When you transplant a plant can you transplant it with the foliage and the same dirt?


Question:This is a question from my mother who wants to know. Thanks.

Answers:
Yes, you should. This helps the plant from getting shocked from the transplant. Assuming you are transplanting from a smaller container to a larger one, do break up the root-ball through.


Greetings! How do you transplant a plant without the foliage? Wouldn't that be counterproductive? Don't mess with the roots too much unless they are wrapped around the rootball in an endless circle.
OK, Hold up a second.. If this is a small plant, you can transplant it pretty much any time, it just need to be almost floated away just after it has been replanted to push the air bubbles out of the root ball. Without that it will dry up and die.. For that first watering, make it almost soupy, put the hose down into the loose dirt on a medium flow rate.. it will find gaps in the soil to settle the loos soil and the water will seem to disappear for a short time.. It is filling the loose soil below the plant. Let it dry until barely mosit and begin watering a little more than you would on a "normal" basis.
For a large shrub ot tree, you have a higher probability of killing it if you transplant it in the summer.. The bigger the wose.. For shrubs, you often have to prune them back heavily to keep them from stressing out and dying... after all you can dig up all of the roots so it is loosing some of its absorbtion in the process..
For trees, unless the tree has a heavy or waxy leaf like oaks, maples, other hardwoodspine trees, and magnolia's it has a very high probability of dying..This will the same intial treatment and need daily watering for a while if it is hot outside or windy. Larger than 5 foot trees require a professional extractor or you will mostlikely do enoug hdamage to the root system rtying to get it out that it is game over for the tree.

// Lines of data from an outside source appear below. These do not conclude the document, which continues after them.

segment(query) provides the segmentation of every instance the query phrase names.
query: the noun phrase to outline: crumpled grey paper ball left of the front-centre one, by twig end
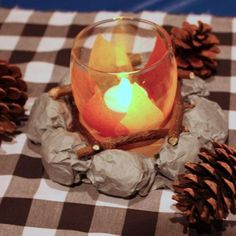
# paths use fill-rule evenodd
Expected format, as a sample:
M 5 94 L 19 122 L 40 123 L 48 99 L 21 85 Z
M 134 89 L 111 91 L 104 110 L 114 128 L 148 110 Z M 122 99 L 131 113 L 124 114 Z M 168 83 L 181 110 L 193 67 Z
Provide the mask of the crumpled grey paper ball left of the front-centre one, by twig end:
M 42 163 L 50 179 L 63 185 L 80 182 L 80 174 L 89 169 L 91 160 L 78 160 L 75 150 L 84 147 L 79 134 L 63 128 L 48 129 L 42 135 Z

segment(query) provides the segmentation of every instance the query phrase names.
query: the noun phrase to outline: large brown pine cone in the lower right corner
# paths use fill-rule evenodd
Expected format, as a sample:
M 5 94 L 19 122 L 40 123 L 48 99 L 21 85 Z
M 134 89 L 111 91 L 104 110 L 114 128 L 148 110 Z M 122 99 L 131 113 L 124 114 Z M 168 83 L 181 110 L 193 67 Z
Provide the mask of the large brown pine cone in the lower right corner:
M 236 149 L 213 143 L 215 152 L 204 150 L 199 163 L 186 163 L 188 173 L 173 184 L 176 207 L 189 223 L 221 221 L 236 213 Z

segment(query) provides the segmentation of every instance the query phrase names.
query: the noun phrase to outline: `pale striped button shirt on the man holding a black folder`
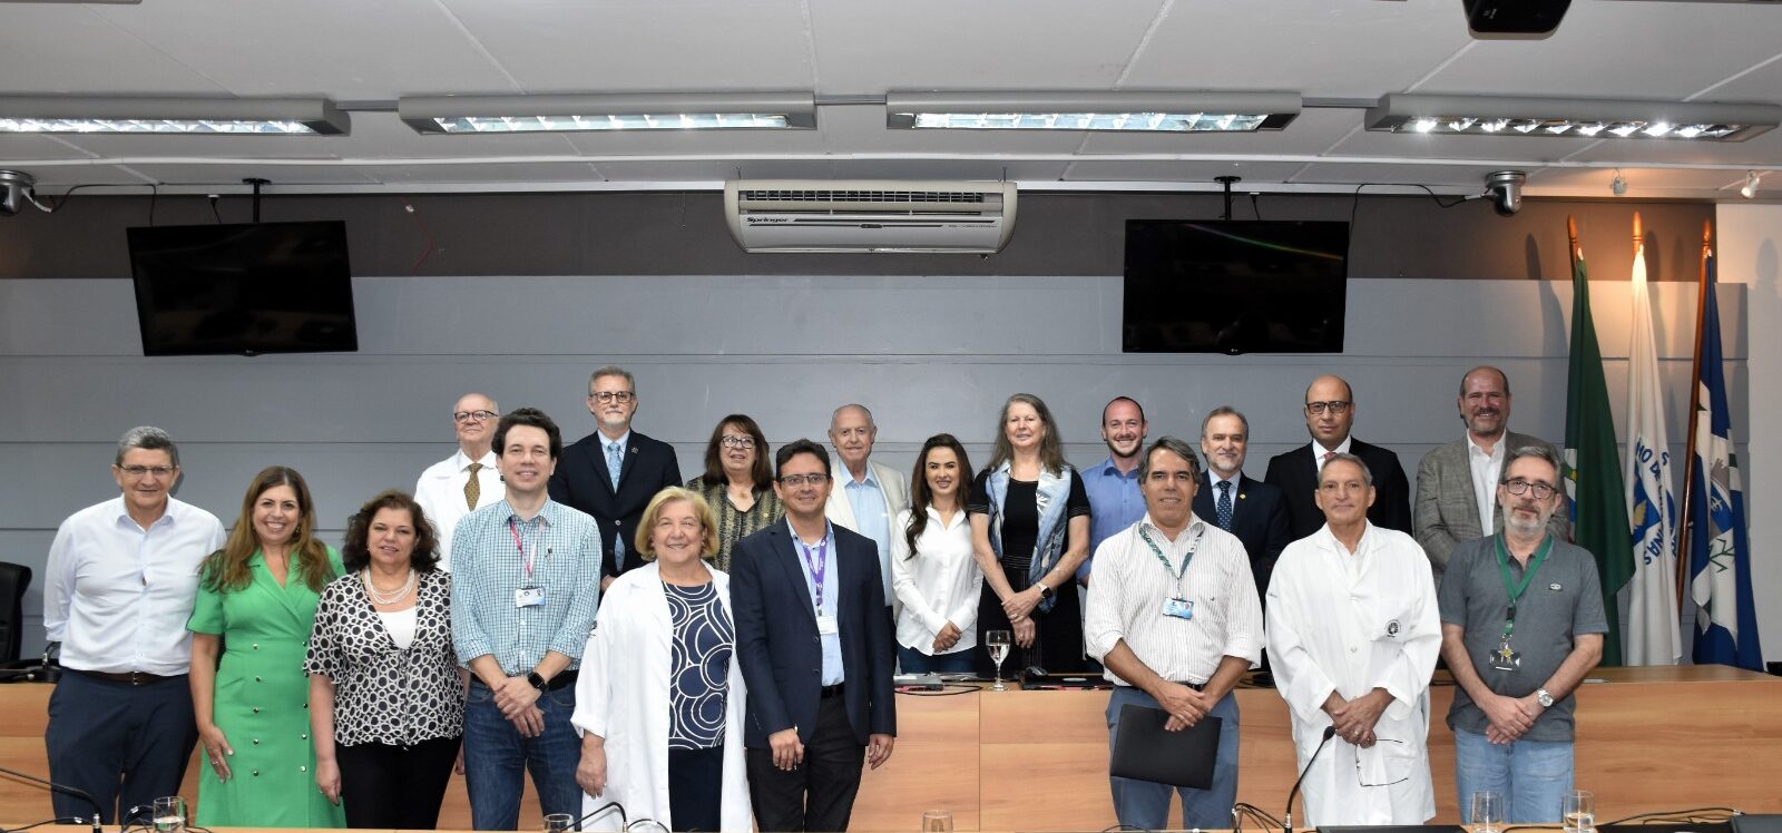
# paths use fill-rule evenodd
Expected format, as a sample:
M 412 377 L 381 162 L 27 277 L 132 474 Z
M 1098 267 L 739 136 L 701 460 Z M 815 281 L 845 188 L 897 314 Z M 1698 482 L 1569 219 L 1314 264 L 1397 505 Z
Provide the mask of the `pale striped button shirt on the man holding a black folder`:
M 1140 530 L 1162 550 L 1167 568 Z M 1183 573 L 1181 559 L 1190 548 L 1194 559 Z M 1192 602 L 1194 618 L 1164 616 L 1171 598 Z M 1237 536 L 1190 518 L 1171 539 L 1148 513 L 1101 541 L 1083 611 L 1083 644 L 1099 660 L 1123 639 L 1139 662 L 1171 682 L 1205 683 L 1224 657 L 1240 657 L 1256 667 L 1263 644 L 1262 602 Z M 1130 685 L 1114 671 L 1103 676 Z

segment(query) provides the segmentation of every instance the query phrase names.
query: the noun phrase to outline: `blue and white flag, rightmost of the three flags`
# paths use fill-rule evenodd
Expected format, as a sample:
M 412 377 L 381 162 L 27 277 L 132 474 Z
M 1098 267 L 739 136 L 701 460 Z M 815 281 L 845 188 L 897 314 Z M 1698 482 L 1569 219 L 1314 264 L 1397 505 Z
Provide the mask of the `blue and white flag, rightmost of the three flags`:
M 1752 548 L 1745 538 L 1745 489 L 1732 452 L 1727 379 L 1720 356 L 1720 303 L 1714 256 L 1704 262 L 1700 377 L 1695 379 L 1695 473 L 1689 477 L 1689 598 L 1695 614 L 1695 662 L 1764 669 L 1752 605 Z

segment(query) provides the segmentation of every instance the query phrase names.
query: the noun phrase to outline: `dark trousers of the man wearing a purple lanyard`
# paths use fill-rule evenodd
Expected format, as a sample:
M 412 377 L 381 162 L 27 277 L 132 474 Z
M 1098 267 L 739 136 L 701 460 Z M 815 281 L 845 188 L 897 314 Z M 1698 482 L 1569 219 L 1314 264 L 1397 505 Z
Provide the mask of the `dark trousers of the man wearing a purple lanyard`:
M 848 829 L 862 765 L 866 748 L 854 737 L 845 698 L 823 698 L 802 765 L 788 772 L 773 765 L 773 749 L 748 749 L 748 803 L 756 808 L 756 828 L 777 833 Z

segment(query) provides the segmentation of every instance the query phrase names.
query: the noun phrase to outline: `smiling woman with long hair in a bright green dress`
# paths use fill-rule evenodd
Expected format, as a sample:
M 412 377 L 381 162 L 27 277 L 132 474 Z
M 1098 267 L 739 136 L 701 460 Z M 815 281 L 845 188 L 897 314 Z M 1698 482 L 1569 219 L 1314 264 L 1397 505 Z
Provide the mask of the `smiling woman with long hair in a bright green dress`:
M 285 466 L 255 475 L 228 541 L 198 570 L 198 602 L 185 625 L 205 753 L 196 824 L 346 824 L 315 789 L 303 676 L 315 602 L 340 571 L 340 555 L 315 539 L 315 502 L 303 475 Z

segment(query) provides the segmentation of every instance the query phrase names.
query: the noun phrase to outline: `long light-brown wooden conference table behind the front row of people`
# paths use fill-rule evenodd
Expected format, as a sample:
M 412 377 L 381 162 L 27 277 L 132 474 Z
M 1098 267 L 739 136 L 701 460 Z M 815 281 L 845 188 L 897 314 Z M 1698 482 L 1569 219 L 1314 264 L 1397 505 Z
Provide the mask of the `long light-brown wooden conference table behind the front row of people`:
M 1577 785 L 1597 794 L 1598 819 L 1704 805 L 1782 812 L 1782 678 L 1725 666 L 1598 669 L 1579 689 Z M 1445 682 L 1445 675 L 1440 675 Z M 0 685 L 0 765 L 48 774 L 43 724 L 50 685 Z M 1454 735 L 1443 724 L 1454 687 L 1431 687 L 1429 764 L 1436 821 L 1459 821 Z M 1103 829 L 1108 796 L 1105 691 L 962 691 L 898 696 L 891 762 L 868 771 L 852 829 L 916 829 L 923 810 L 953 813 L 953 829 Z M 1238 801 L 1279 813 L 1292 787 L 1287 707 L 1272 689 L 1238 689 Z M 180 790 L 196 799 L 196 764 Z M 50 817 L 37 787 L 0 778 L 18 821 Z M 527 787 L 522 828 L 538 805 Z M 1180 822 L 1180 817 L 1176 817 Z M 440 829 L 469 829 L 454 778 Z

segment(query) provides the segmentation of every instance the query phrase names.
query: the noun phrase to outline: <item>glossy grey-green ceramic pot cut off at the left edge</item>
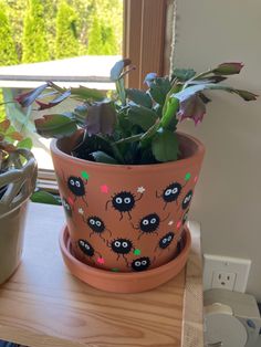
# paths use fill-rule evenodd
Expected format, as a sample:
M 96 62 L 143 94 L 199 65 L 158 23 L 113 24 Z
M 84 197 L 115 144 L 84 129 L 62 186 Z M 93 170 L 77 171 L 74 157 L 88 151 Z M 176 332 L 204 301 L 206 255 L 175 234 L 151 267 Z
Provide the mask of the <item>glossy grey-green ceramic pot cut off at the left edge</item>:
M 25 159 L 21 164 L 21 156 Z M 27 149 L 10 156 L 12 169 L 0 175 L 0 284 L 17 270 L 22 255 L 27 203 L 35 188 L 36 161 Z

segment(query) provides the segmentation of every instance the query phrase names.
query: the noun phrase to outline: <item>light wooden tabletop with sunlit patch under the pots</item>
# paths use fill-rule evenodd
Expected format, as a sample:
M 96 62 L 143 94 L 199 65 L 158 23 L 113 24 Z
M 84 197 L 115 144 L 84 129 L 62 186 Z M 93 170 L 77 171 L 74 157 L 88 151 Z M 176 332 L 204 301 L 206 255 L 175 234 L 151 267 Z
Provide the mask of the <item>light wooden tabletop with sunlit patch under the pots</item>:
M 22 263 L 0 287 L 0 339 L 34 347 L 202 347 L 199 235 L 176 278 L 140 294 L 109 294 L 65 269 L 60 207 L 30 204 Z

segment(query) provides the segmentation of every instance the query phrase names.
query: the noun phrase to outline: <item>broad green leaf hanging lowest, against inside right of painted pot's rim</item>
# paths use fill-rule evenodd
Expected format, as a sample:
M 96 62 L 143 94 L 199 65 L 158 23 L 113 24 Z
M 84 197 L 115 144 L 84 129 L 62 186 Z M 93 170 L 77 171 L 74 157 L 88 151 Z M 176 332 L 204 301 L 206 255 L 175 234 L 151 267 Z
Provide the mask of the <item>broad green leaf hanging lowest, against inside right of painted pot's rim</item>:
M 158 130 L 153 138 L 153 154 L 158 161 L 175 161 L 178 158 L 177 135 L 169 130 Z

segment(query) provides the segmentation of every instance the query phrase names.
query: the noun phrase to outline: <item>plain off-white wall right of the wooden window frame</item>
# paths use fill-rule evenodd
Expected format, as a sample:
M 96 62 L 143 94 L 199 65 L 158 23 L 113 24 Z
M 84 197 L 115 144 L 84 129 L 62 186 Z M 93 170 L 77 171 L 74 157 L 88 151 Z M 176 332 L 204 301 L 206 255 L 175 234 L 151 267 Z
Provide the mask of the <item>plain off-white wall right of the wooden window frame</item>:
M 230 82 L 261 94 L 261 1 L 177 0 L 175 66 L 200 72 L 229 61 L 246 64 Z M 211 95 L 203 123 L 181 126 L 207 147 L 190 215 L 201 221 L 206 253 L 252 260 L 248 292 L 261 299 L 261 97 Z

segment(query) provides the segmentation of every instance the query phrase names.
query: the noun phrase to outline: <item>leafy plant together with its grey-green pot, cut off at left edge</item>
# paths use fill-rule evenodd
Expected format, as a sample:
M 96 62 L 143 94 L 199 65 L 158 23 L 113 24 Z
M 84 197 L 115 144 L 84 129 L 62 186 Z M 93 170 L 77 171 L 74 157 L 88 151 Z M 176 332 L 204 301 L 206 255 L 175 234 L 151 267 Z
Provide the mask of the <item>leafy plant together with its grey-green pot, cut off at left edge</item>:
M 22 255 L 27 203 L 36 180 L 30 146 L 10 120 L 0 123 L 0 284 L 13 274 Z

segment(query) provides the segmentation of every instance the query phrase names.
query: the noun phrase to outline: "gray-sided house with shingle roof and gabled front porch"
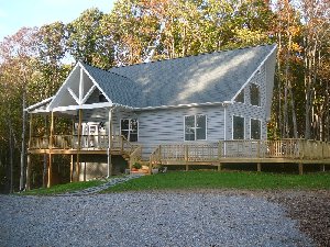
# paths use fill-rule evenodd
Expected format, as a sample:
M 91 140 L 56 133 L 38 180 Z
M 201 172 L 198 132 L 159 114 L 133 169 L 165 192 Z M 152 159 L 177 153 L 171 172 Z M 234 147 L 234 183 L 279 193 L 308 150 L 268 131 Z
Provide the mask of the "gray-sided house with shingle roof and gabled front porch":
M 173 157 L 199 145 L 201 157 L 219 141 L 265 141 L 275 60 L 276 45 L 261 45 L 109 71 L 78 61 L 54 97 L 26 109 L 52 120 L 50 136 L 30 134 L 29 155 L 50 156 L 51 184 L 57 154 L 70 155 L 72 177 L 85 180 L 110 176 L 117 156 L 150 161 L 162 145 L 176 145 Z M 70 135 L 56 134 L 55 116 L 73 120 Z

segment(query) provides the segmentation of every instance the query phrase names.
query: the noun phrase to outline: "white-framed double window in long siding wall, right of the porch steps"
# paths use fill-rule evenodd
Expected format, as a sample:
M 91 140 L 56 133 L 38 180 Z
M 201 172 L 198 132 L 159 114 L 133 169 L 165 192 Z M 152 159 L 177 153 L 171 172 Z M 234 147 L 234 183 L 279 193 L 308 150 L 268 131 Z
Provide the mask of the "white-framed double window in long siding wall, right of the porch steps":
M 206 115 L 185 116 L 185 141 L 206 139 Z

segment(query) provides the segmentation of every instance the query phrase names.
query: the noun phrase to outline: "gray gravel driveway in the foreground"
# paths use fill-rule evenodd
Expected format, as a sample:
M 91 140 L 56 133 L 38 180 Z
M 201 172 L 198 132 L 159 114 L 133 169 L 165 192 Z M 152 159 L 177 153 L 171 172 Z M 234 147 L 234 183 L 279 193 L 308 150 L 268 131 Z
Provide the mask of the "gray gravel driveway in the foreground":
M 0 246 L 314 246 L 284 207 L 221 191 L 0 195 Z

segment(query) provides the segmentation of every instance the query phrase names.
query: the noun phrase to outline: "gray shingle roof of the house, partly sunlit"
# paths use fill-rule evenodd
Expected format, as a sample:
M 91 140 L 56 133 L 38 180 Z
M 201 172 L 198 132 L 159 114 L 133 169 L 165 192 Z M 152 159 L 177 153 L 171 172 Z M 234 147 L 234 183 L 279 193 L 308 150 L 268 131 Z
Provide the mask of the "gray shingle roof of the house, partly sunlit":
M 105 71 L 87 70 L 113 103 L 133 108 L 231 100 L 275 45 L 223 50 Z

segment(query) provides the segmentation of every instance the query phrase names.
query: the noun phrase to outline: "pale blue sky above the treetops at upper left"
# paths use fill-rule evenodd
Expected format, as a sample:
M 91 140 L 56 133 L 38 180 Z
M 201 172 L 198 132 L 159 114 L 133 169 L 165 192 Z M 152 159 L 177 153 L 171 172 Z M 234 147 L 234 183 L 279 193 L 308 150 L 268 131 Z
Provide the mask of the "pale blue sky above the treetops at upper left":
M 87 9 L 109 13 L 116 0 L 0 0 L 0 42 L 23 26 L 68 23 Z

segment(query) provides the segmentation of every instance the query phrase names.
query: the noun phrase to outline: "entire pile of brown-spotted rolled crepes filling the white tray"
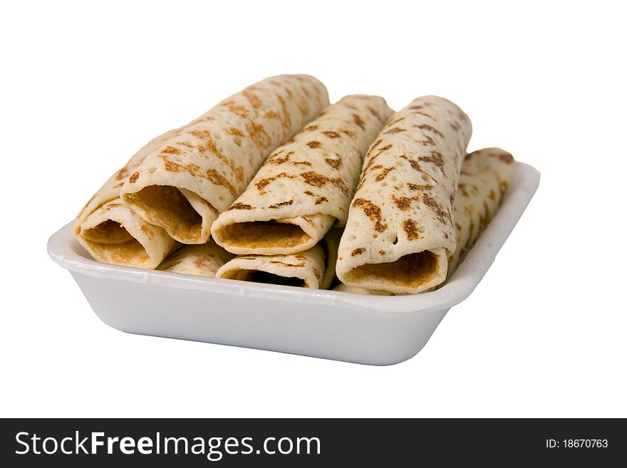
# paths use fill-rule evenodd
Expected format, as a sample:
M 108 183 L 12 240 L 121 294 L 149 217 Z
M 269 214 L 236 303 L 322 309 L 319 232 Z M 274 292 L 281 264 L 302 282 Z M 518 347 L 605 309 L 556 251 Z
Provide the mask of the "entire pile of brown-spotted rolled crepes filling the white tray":
M 365 294 L 442 284 L 497 211 L 512 155 L 467 155 L 465 113 L 425 96 L 328 105 L 316 78 L 268 78 L 142 147 L 90 199 L 97 260 Z

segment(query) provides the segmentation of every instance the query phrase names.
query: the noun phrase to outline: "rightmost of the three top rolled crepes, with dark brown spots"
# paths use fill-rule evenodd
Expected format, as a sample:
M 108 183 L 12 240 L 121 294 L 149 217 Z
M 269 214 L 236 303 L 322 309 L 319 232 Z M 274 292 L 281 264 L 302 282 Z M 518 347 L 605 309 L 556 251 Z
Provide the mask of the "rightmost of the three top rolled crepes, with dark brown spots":
M 338 251 L 342 283 L 419 293 L 446 279 L 452 204 L 472 126 L 437 96 L 413 100 L 371 145 Z

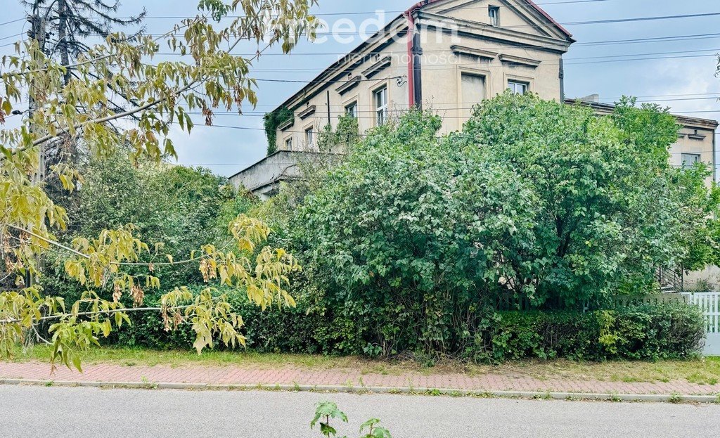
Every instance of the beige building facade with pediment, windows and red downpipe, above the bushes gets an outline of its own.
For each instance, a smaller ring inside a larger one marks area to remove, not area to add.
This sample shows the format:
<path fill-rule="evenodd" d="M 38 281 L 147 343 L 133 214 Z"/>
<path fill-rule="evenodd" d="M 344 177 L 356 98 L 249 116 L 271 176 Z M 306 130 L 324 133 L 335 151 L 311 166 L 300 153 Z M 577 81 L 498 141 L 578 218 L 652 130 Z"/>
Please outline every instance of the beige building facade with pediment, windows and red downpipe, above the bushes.
<path fill-rule="evenodd" d="M 528 0 L 426 0 L 339 59 L 281 107 L 278 151 L 316 151 L 318 132 L 351 113 L 362 131 L 410 107 L 434 110 L 443 132 L 512 88 L 563 98 L 572 36 Z"/>

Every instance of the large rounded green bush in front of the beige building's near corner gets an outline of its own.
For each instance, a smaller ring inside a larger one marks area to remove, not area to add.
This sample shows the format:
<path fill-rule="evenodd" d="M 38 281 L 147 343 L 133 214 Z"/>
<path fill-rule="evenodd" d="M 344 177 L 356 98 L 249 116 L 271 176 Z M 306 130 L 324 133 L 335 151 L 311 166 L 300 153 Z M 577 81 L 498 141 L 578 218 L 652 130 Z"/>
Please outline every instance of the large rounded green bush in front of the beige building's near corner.
<path fill-rule="evenodd" d="M 323 303 L 386 355 L 456 351 L 514 276 L 510 249 L 532 245 L 533 195 L 478 148 L 438 140 L 440 126 L 412 112 L 375 130 L 289 226 Z"/>

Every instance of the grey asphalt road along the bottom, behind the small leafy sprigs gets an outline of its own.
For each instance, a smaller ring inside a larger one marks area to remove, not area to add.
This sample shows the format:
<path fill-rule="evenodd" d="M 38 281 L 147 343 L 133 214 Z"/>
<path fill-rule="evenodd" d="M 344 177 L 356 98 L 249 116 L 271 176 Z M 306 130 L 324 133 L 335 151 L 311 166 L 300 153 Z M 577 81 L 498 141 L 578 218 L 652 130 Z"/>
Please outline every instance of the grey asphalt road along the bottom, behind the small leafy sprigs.
<path fill-rule="evenodd" d="M 403 437 L 720 437 L 720 406 L 282 392 L 0 386 L 0 437 L 320 437 L 318 401 Z"/>

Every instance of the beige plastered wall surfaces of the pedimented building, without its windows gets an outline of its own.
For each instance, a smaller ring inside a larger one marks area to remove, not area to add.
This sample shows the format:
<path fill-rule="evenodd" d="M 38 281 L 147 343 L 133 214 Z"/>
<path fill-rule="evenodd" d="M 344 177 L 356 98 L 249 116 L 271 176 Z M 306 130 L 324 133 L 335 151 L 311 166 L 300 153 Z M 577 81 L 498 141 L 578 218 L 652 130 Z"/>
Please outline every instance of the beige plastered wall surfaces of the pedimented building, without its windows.
<path fill-rule="evenodd" d="M 442 133 L 462 129 L 472 106 L 482 101 L 464 102 L 462 73 L 484 77 L 485 98 L 502 93 L 508 88 L 508 81 L 517 80 L 528 84 L 528 91 L 543 99 L 562 99 L 562 54 L 572 40 L 566 35 L 560 36 L 557 30 L 549 30 L 546 25 L 533 24 L 537 17 L 523 15 L 520 9 L 509 7 L 502 9 L 500 27 L 491 27 L 487 10 L 490 4 L 489 0 L 447 1 L 413 13 L 415 32 L 419 34 L 423 50 L 420 58 L 423 98 L 418 103 L 444 118 Z M 315 144 L 311 143 L 317 143 L 318 133 L 328 122 L 336 127 L 338 117 L 351 102 L 358 104 L 360 131 L 374 128 L 377 117 L 373 92 L 382 86 L 387 86 L 391 118 L 408 110 L 411 79 L 408 26 L 406 17 L 398 17 L 386 28 L 387 34 L 376 35 L 356 50 L 355 55 L 348 55 L 345 62 L 318 76 L 317 86 L 306 87 L 286 102 L 294 112 L 294 120 L 292 125 L 278 129 L 277 149 L 287 150 L 287 142 L 292 140 L 293 151 L 316 151 Z M 462 50 L 458 52 L 456 48 Z M 470 53 L 480 50 L 482 56 L 468 55 L 467 50 Z M 374 75 L 366 74 L 370 66 L 385 57 L 390 58 L 390 66 Z M 507 57 L 521 63 L 509 62 Z M 360 81 L 353 89 L 338 91 L 354 78 Z M 312 114 L 303 114 L 312 107 L 315 107 Z M 305 131 L 309 128 L 315 133 L 314 142 L 306 138 Z"/>

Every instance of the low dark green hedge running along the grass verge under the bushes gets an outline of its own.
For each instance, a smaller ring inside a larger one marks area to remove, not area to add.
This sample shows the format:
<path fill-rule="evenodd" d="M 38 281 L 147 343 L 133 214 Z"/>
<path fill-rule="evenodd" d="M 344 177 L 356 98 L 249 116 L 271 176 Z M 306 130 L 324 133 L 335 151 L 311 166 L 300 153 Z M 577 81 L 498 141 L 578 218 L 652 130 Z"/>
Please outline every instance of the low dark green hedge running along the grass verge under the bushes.
<path fill-rule="evenodd" d="M 148 304 L 153 305 L 152 300 Z M 331 355 L 374 352 L 377 334 L 361 326 L 357 322 L 361 318 L 336 316 L 307 298 L 301 297 L 297 308 L 265 311 L 248 303 L 243 294 L 233 295 L 231 303 L 243 316 L 247 347 L 253 351 Z M 114 334 L 113 344 L 152 349 L 192 346 L 194 334 L 189 326 L 168 333 L 156 313 L 131 318 L 132 326 Z M 489 321 L 482 330 L 469 335 L 462 351 L 451 353 L 472 362 L 560 357 L 589 361 L 684 359 L 698 354 L 705 334 L 700 311 L 681 302 L 588 313 L 509 311 L 495 313 Z"/>

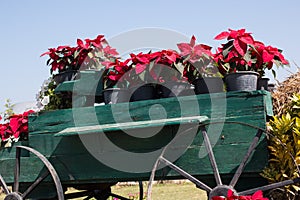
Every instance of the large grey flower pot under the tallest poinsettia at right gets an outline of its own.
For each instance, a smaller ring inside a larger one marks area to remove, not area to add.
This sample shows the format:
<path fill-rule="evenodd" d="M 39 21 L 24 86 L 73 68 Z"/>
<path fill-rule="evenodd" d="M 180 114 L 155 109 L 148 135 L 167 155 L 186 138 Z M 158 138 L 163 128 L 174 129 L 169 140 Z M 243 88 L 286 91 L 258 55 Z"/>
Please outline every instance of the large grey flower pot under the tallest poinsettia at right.
<path fill-rule="evenodd" d="M 227 91 L 253 91 L 257 89 L 259 74 L 252 71 L 241 71 L 227 74 L 224 81 Z"/>

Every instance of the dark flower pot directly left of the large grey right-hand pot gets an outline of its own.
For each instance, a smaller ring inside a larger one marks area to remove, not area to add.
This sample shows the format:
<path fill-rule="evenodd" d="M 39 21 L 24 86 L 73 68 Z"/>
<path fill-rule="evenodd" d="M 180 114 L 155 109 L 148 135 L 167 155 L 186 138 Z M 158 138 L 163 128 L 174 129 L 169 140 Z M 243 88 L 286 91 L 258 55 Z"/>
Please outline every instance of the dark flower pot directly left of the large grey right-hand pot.
<path fill-rule="evenodd" d="M 224 82 L 220 77 L 203 77 L 193 82 L 195 94 L 224 92 Z"/>

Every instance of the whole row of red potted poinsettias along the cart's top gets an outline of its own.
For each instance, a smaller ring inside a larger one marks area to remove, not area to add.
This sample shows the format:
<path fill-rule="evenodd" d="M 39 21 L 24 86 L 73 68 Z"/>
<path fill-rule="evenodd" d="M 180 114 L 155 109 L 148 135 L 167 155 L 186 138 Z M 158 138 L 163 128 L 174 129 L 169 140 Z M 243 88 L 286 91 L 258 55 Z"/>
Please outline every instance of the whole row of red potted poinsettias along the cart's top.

Do not replant large (5-6 feet or taller) frilly leaved trees like decorative cherries, fruit trees, and the like in warm weather.. These leaves are too thin. The tree already looses a lot of it's water through them and cutting the roots out will stress it out too much.. And as said by another contributor, you can't do it without the leaves in the summer..

If the plant it is in a pot already, that could be considreed transplanting it.. and that has a much higher rate of success any time becasue you don't generally lose root mass as it was all in the pot.

If it is winter/fall and the tree has dropped it's leaves and is dormant, then it will have a much greater chance of moving it successfully. You still need to water it thuroughly that first time and don't do it when it is below freezing for the whole day and night.